Sedangkan merempa adalah menghalau ikan menggunakan jala secara bersama-sama yang dilakukan oleh sekelompok nelayan berjumlah lima sampai 10 orang dengan membuat lingkaran besar, selanjutnya mereka bersama-sama memukul-mukul air hingga membuat kumpulan ikan menjadi panik, kegiatan memukul air terus sambil berjalan hingga lingkaran jala menjadi kecil dan akhirnya ikan bisa ditangkap.
Seorang warga Desa Semayang, Sulaiman mengatakan, jika sedang musim ikan, maka harga ikan atau dalam bahasa Kutai disebut jukut, akan menjadi sangat murah, bahkan nyaris tidak berharga. “Untuk jukut seperti Biawan, Kendia dan Repang harganya hanya Rp3 ribu per kilo, itu juga sudah mahal. Begitu juga jukut ruwan (Gabus) dan Toman paling mahal Rp15 ribu per kilo,” katanya beberapa waktu lalu.
Sebagian besar ikan hasil tangkapan, dijual langsung kepada pengepul yang datang dari Tenggarong dan Samarinda. Sebagiannya lagi diolah menjadi ikan asin lalu dikirim ke Pulau Jawa.
Namun, di balik potensi danau yang luar biasa ini, ada permasalahan yang sangat mengganggu para nelayan yakni ulah para pencari ikan dengan cara disetrum. Mereka ingin mendapatkan hasil yang banyak dengan cara yang mudah cepat namun membahayakan habitat ikan. “Memang hasil yang didapat banyak dan ikannya besar-besar tapi ikan yang kecil-kecil juga ikutan mati,” katanya.

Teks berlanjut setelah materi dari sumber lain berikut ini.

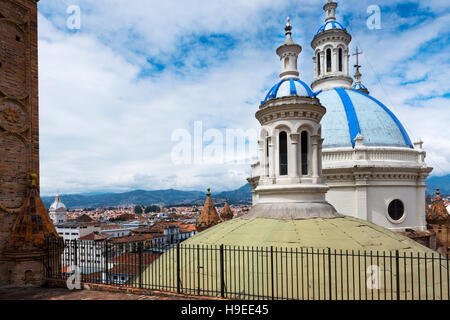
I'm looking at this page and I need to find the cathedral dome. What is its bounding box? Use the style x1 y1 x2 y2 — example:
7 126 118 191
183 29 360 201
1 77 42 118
314 21 345 37
261 78 314 104
317 88 413 149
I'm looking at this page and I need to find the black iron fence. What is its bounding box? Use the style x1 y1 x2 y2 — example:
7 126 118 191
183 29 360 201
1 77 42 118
46 241 450 300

Parahnya, para penyetrum ini tak hanya menggunakan setrum dari aki motor yang kekuatan dayanya terbatas, tetapi menggunakan mesin genset yang daya setrumnya lebih kuat. “Hingga ikan dari yang besar sampai yang kecil mati semua. Persoalannya hanya ikan yang besar diambil sedangkan ikan kecil dibiarkan saja,” jelasnya.
Ia mengatakan para penyetrum ikan ini mulai bekerja pada malam hingga pagi hari, jumlahnya tak tanggung-tanggung bisa mencapai puluhan orang. Mereka itu merupakan warga dari desa-desa di sekitar Danau Semayang.